Who needs to rape when you can beg?

An article on how to stop a hook-up when the guy is already in your house got me thinking about how to stop a hook-up, period. And of course we should all be able to derail the train barreling toward Sexville, but in real life I know I’m not the only woman who has found it’s sometimes just easier to get it over with — to shut him up, to go to sleep, to be polite.

I’ve said yes out of pure self-conscious adolescent delight that a man, any man, wants to kiss me. Which I guess is called low self-esteem, as crystallized in my adolescent thoughts that I had better not say no, because who knew when someone would be attracted to me again?

I’ve also said yes because I took a really expensive cab all the way to his place in Spanish Harlem and what am I gonna do, take one all the way back?

I’ve said yes because he was really really attracted to me and went on and on about how sexy I was and how badly he needed to be with me until I ended up feeling like a one-woman Make-A-Wish foundation. Sure, I’m not too excited about having this sex, but it means so much to him.

I’ve said yes because he had naked photographs of me or other incriminating information and threatened to use them.

I’ve said yes because I was drunk and my head felt so heavy and I just didn’t have the energy and clarity to stop the momentum.

I’ve said yes because, “Oh well, at least it will make a good story tomorrow.”

I’ve said yes many, many times because I didn’t want to hurt his feelings. I was raised, like many women, to be “nice” and “polite” and that has extended to detaching myself from my own body just to avoid wounding the pride of a man I’m no longer sexually interested in.

I’ve said yes because we’ve already started so I can’t stop even though it’s the literal worst, even though his breath is bad or his genitals smell like BO or our movements are stilted and awkward and I feel cold from the waist down.

I’ve said yes because my nos were ignored so many times that I lost faith in them, and also because the word itself was just too hard to get out, and I felt paralyzed in the absence of no, the same way I felt the many times I meant to insist on a condom but didn’t.

Once I went to the home of a couple I had met online with the intention of having sex with them. When I got there, they were on drugs. I loved drugs and was still using them at the time, but the particular nature of their high was foreign to me and a bit unsettling. The girl ricocheted around the room with her face frozen in a manic grin, her pants nearly falling off her clothes-hanger frame. She was tweaking, and I knew this was not a situation I wanted to be in.

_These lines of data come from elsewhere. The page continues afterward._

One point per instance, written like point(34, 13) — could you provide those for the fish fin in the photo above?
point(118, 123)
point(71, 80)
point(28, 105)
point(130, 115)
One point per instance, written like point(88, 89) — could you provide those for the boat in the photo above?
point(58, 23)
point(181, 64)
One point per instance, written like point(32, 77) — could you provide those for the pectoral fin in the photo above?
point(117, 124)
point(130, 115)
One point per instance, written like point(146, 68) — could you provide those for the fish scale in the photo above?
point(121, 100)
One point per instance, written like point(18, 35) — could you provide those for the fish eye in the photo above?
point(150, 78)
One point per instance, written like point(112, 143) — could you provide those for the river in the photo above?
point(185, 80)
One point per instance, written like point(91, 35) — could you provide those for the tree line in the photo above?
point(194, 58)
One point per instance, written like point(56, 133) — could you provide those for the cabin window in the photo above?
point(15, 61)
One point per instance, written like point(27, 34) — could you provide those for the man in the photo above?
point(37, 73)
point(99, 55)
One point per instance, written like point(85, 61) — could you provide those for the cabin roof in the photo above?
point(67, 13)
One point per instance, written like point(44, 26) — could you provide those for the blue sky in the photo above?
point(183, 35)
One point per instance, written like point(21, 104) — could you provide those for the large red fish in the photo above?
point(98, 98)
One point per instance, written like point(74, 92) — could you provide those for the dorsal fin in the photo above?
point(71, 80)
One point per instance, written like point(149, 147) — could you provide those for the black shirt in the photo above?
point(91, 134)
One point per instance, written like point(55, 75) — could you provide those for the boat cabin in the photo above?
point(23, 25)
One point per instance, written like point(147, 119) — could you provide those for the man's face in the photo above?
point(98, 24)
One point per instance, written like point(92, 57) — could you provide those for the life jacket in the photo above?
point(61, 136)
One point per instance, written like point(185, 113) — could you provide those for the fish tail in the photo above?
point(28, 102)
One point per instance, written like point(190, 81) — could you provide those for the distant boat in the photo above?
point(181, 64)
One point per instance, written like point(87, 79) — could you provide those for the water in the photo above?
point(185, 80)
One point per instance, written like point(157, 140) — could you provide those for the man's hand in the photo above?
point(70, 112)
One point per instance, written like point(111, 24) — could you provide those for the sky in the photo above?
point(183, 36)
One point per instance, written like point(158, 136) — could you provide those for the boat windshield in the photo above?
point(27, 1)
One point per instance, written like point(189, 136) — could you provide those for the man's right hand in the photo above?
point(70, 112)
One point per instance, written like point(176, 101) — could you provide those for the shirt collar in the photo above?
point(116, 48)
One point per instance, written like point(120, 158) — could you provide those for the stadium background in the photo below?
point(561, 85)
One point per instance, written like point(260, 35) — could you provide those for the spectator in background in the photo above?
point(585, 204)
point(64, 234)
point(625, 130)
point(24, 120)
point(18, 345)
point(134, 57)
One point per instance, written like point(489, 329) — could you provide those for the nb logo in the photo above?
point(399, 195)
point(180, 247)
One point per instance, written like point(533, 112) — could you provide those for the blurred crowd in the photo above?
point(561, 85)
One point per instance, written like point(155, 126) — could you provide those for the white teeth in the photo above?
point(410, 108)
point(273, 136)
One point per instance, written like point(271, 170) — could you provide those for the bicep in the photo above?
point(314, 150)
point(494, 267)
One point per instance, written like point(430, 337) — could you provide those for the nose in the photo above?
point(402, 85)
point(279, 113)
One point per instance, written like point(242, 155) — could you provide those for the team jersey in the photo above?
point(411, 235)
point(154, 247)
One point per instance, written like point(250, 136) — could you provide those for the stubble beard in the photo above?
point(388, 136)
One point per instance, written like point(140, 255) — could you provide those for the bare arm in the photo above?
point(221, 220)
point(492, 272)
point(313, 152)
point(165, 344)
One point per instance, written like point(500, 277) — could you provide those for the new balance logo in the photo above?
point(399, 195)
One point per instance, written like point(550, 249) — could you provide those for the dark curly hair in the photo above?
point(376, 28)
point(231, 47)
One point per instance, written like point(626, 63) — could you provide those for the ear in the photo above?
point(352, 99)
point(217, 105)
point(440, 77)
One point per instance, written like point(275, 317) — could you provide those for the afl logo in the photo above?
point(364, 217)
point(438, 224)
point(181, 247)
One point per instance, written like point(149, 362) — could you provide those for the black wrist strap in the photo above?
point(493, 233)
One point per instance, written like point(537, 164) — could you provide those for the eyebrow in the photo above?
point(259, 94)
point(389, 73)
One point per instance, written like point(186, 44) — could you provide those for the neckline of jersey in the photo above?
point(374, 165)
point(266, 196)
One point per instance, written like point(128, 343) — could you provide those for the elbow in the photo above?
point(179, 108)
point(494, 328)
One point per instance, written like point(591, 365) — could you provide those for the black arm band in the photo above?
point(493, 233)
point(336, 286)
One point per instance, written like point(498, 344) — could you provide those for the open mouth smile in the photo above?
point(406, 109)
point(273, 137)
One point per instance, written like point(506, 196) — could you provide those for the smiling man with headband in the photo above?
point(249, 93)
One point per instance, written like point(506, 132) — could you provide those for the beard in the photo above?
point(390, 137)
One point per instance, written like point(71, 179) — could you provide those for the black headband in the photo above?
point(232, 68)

I pretended I needed to use the bathroom, and while in there I took a deep breath and considered how to say no. Mustering up my courage, I exited the restroom and explained that I was really sorry, but I just didn’t feel comfortable and I was going to leave.

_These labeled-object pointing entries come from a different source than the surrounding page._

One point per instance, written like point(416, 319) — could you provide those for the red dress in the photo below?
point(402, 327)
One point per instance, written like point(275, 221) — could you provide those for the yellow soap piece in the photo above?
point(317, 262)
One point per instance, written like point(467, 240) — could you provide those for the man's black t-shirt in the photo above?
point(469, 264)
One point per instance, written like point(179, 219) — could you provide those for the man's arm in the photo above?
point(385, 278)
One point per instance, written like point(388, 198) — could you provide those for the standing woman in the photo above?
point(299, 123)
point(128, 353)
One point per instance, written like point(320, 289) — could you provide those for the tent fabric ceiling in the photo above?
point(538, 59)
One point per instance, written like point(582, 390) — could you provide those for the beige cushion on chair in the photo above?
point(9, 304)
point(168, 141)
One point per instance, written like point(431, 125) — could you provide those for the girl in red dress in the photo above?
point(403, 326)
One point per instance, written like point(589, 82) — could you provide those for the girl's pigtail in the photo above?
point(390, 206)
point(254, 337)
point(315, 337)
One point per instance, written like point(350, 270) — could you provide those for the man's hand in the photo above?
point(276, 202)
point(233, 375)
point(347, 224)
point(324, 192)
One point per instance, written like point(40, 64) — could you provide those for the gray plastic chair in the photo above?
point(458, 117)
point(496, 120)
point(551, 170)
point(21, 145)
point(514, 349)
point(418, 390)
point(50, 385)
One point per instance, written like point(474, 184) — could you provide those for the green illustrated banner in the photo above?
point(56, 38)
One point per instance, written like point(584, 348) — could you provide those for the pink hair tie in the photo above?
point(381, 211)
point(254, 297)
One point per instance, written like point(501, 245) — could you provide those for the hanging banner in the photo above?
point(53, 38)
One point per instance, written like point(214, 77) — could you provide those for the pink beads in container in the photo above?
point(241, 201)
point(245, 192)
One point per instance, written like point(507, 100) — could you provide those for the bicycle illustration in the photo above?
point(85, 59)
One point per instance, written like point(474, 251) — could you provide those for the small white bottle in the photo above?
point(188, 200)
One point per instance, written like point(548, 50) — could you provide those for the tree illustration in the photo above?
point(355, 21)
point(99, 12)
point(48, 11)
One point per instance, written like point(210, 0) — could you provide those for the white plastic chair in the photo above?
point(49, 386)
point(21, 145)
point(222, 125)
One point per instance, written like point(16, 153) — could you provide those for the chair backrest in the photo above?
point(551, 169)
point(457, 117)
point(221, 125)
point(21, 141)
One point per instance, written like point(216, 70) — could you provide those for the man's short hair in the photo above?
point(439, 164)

“Well, would you like some of this, or can I offer you that?” the man, the soberer of the two, pressed on.

“No, I just don’t feel comfortable,” I kept repeating, a talisman I have since clung to in order to get myself out of all manner of awkward situations. Try it, it’s hard to argue with.

That time I was glad I said no. But another time I completely misread a situation and found myself in the outer reaches of Brooklyn with a man who transformed from a friendly fellow I was chatting with in a bar into a sexual predator the moment his friend disappeared with mine. (Just for the record, “Let’s all go smoke some weed at my house” can mean many things.)

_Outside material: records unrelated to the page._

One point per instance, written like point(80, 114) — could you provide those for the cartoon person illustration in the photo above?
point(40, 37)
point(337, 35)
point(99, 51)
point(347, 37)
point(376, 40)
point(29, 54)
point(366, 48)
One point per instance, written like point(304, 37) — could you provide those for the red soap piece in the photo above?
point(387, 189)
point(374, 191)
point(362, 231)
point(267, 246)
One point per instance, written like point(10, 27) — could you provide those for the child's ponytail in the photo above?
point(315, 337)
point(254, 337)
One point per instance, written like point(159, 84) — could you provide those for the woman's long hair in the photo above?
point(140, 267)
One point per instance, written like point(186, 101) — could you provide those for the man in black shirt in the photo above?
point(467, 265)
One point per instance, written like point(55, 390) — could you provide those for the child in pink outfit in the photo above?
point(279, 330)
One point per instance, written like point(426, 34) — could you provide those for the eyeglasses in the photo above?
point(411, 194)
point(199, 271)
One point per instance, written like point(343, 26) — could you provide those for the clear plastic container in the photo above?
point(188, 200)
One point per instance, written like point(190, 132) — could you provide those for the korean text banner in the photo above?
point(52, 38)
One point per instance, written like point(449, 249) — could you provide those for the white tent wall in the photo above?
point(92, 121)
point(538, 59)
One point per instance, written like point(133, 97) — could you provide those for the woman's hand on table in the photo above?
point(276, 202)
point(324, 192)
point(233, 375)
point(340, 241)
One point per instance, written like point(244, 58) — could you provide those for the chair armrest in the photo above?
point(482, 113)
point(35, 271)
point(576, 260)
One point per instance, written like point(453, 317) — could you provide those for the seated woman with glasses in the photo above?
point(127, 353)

Rather than sigh or give in, I resisted his fumblings and he transformed again into a spiteful, angry jerk who had to be coerced into finding me a car service number so I could leave.

And when I was standing on his front porch crying, and when I withdrew over a hundred dollars in a credit card advance to pay for the long car ride home, and when I thought about the twist of disgust on his face when he realized he wouldn’t be getting laid that night, I wondered if maybe I wouldn’t have been happier if I’d just said yes. Again.

What are the stupid reasons you’ve had sex? Have you ever had a man beg you for sex like a little sniveling baby? Dudes, quit it! Have some dignity.